Earlier this week, I thought I was hearing a Go Away and Leave Us Alone message from the folks. Today there is no doubt. Yesterday I asked Mom about getting together for Thanksgiving. She wanted to talk with Dad and asked me to call back today. This evening I called and asked again. Mom talked a lot about how well Dad was doing and what she thought they would have for Thanksgiving dinner. I listened and then asked:
Gwen: So, are you saying you do not want us to come over for Thanksgiving?
Mom: Yes, that is what I am saying. Are you comfortable with that?
Gwen: I am comfortable with the idea that you and Dad are fine on your own, but we had hoped to spend Thanksgiving with you.
Mom: We thought we would invite (insert neighbor name here). She doesn't have any family.
Ugh. My heart hurts.
I hurt as a daughter. Isn't it funny how no matter how old you get, your parents can make you feel like that little kid again? Rejection is never easy.

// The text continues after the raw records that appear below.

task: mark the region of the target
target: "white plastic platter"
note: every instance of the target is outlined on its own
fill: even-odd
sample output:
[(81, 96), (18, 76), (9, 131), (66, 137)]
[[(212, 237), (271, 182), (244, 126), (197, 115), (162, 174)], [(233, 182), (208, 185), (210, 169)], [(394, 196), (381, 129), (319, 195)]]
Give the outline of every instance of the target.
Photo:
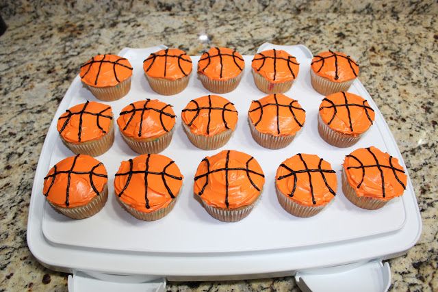
[[(309, 247), (311, 245), (351, 241), (377, 236), (401, 228), (406, 217), (403, 200), (397, 198), (384, 208), (376, 211), (363, 210), (351, 204), (342, 194), (341, 168), (344, 157), (359, 147), (375, 146), (390, 152), (404, 163), (398, 152), (391, 151), (391, 135), (376, 104), (356, 81), (350, 92), (367, 99), (376, 111), (376, 120), (366, 135), (352, 147), (331, 146), (319, 136), (317, 115), (323, 96), (311, 87), (309, 74), (311, 58), (305, 52), (291, 51), (300, 64), (298, 77), (285, 94), (297, 99), (306, 110), (306, 122), (301, 133), (289, 146), (276, 150), (259, 146), (252, 138), (247, 123), (247, 111), (252, 100), (266, 94), (255, 85), (251, 75), (252, 56), (244, 56), (246, 68), (237, 88), (222, 94), (233, 102), (239, 111), (239, 122), (230, 142), (222, 148), (206, 151), (190, 144), (181, 127), (181, 110), (191, 100), (209, 94), (196, 76), (198, 56), (192, 57), (194, 72), (188, 87), (181, 93), (164, 96), (155, 93), (144, 78), (142, 62), (154, 50), (123, 49), (120, 55), (129, 59), (133, 67), (131, 89), (119, 101), (104, 103), (112, 107), (116, 119), (121, 109), (136, 101), (157, 98), (170, 103), (178, 116), (176, 131), (170, 146), (162, 154), (174, 159), (184, 175), (183, 187), (174, 209), (164, 218), (151, 222), (138, 220), (117, 204), (113, 188), (114, 175), (122, 160), (136, 155), (125, 144), (116, 131), (113, 146), (96, 157), (108, 171), (110, 197), (103, 209), (96, 215), (83, 220), (73, 220), (55, 212), (44, 204), (42, 229), (45, 238), (52, 244), (75, 248), (107, 249), (124, 252), (164, 253), (224, 253), (232, 252), (269, 251), (276, 249)], [(96, 100), (81, 83), (79, 77), (73, 81), (64, 96), (62, 111), (86, 100)], [(59, 112), (59, 111), (58, 111)], [(54, 117), (56, 123), (58, 116)], [(55, 127), (49, 135), (57, 135)], [(51, 144), (51, 150), (42, 159), (49, 160), (49, 167), (39, 170), (45, 175), (49, 168), (60, 160), (73, 155), (58, 137)], [(235, 223), (224, 223), (212, 218), (193, 198), (193, 177), (198, 163), (207, 155), (222, 149), (233, 149), (254, 156), (266, 174), (266, 185), (261, 200), (249, 216)], [(329, 161), (338, 176), (337, 196), (332, 204), (318, 215), (299, 218), (285, 212), (277, 202), (274, 187), (278, 165), (286, 158), (298, 152), (317, 154)], [(36, 182), (34, 196), (42, 196), (42, 181)], [(408, 185), (404, 196), (413, 194)]]

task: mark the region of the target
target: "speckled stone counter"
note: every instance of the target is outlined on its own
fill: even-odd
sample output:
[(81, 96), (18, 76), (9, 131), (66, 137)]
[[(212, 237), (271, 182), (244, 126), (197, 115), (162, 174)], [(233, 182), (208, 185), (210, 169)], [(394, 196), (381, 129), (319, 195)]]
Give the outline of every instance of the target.
[[(210, 12), (172, 6), (154, 12), (134, 3), (124, 12), (94, 9), (92, 14), (69, 13), (68, 3), (42, 12), (29, 3), (0, 5), (9, 26), (0, 37), (0, 291), (67, 289), (66, 274), (44, 268), (29, 252), (26, 226), (41, 147), (79, 65), (98, 52), (117, 53), (124, 47), (162, 43), (198, 54), (205, 48), (198, 41), (200, 34), (207, 34), (212, 44), (235, 47), (242, 54), (254, 53), (268, 41), (302, 43), (314, 52), (336, 49), (360, 59), (360, 79), (398, 143), (424, 224), (417, 244), (389, 261), (391, 289), (438, 291), (436, 3), (413, 3), (401, 10), (381, 5), (378, 13), (369, 13), (375, 9), (370, 5), (356, 11), (361, 14), (339, 14), (305, 9), (303, 1), (286, 12), (269, 5), (264, 9), (261, 2), (255, 10), (227, 11), (227, 5), (216, 2), (222, 9)], [(298, 287), (292, 277), (168, 284), (171, 291), (266, 289)]]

I hurt as a mother. The children each individually said that although going to Austin would be fun, they wanted to spend Thanksgiving with Grandma and Grandpa. Ev pointed out that this could be Grandpa's last Thanksgiving and she asked her class to pray that we could spend it with my folks. Mom knew this; I don't know if Dad did. I hate for my children to feel that sting.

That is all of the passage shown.